After you pass, everything you own and plan to pass on, including bank accounts, retirement funds, real estate, cars and more, gets totaled. Then, the government deducts value from the estate for specific things, including mortgages and other debts, charitable donations and property that is being given to your surviving spouse. After this happens, the total will be your “taxable estate.”
If your taxable estate falls above the exemption threshold, the amount owed is collected from the estate. Federal estate tax is 40 percent, which can significantly diminish the value of assets remaining for your heirs.
Fortunately, estate tax doesn’t affect everyone. In 2019, the exemption threshold is $11.4 million. Thus, if your taxable estate is worth less than $11.4 million, you won’t owe any estate taxes! This threshold is adjusted every year to account for inflation, so it’s important to monitor the changes to be certain or whether you will owe or not.
Minimize estate taxes through a comprehensive estate plan
Because the federal estate tax exemption limit is so high, the average individual will not need to worry about estate taxes chipping away at their inheritances. However, people who own lots of property, businesses and/or investments may find that their assets add up quickly.

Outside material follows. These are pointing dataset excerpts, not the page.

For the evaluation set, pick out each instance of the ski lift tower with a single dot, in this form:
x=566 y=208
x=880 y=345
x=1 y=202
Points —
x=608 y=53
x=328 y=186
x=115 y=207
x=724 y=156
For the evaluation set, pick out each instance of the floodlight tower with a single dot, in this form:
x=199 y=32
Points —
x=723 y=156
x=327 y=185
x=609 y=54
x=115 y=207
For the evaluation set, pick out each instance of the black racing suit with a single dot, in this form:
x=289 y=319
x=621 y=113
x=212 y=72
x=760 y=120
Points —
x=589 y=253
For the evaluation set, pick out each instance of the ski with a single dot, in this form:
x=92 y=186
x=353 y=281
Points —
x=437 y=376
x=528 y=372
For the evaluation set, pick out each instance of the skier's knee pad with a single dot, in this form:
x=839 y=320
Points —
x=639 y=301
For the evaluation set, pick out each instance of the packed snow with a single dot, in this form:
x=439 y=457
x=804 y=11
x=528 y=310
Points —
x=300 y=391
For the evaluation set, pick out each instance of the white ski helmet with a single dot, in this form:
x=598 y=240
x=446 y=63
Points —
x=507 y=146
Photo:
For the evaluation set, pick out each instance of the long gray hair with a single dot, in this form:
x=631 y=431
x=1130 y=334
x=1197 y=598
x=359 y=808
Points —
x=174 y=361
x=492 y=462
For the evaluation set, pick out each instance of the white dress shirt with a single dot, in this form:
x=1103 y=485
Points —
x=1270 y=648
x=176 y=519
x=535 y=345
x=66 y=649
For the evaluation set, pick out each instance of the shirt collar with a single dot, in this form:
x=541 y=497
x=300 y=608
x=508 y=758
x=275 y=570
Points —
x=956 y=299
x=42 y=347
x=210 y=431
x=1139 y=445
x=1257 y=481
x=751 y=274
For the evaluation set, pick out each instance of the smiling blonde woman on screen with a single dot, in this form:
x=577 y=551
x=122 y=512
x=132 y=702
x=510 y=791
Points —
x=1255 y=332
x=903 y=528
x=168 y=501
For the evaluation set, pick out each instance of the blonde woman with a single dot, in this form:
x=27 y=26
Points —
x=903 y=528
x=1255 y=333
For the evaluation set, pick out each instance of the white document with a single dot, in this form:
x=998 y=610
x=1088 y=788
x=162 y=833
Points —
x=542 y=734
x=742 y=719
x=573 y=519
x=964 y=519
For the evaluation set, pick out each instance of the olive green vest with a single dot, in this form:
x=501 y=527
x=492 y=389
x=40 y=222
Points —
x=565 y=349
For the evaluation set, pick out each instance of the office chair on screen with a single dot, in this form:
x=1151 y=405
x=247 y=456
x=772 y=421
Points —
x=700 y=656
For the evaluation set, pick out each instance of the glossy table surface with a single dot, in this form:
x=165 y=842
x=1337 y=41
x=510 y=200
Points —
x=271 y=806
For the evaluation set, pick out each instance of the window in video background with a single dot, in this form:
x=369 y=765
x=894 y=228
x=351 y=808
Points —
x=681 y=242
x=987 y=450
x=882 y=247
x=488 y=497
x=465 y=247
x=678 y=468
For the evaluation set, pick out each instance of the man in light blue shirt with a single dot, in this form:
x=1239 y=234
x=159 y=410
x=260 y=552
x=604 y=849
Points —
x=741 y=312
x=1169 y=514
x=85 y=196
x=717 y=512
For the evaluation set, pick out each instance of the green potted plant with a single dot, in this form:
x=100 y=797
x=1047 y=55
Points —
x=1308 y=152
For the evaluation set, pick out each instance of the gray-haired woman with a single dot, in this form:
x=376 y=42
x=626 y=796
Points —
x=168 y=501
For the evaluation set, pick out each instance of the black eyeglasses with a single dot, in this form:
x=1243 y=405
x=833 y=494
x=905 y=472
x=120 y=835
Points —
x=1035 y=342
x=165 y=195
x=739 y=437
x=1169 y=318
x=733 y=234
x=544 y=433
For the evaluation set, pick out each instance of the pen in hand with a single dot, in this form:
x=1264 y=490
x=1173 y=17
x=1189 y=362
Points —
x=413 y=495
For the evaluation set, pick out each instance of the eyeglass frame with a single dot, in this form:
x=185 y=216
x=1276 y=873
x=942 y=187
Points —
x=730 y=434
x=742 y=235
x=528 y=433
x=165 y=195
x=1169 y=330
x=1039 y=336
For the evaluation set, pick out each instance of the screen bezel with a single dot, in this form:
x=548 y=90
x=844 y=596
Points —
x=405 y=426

When your taxable estate is calculated, the value of each asset is the fair market value, or the value of the asset as it stands today, rather than what is was worth when you acquired it. This can make a big difference if assets have appreciated or depreciated over your lifetime.
If you’re concerned about owing estate taxes, a conversation with a Certified Financial Planner in Los Angeles can help you determine whether your estate will owe taxes and, if so, what you can do to minimize them.
There are many strategies available for minimizing estate taxes, including giving the maximum annual gift exclusion of $15,000 to members of your family before your passing and setting up trusts to give money to charity.
Estate tax planning is a critical component of overall estate planning. If you are concerned about the state of your affairs after you pass away, create or update your estate plan to ensure you’re able to give as much of your hard-earned wealth on to your heirs as possible.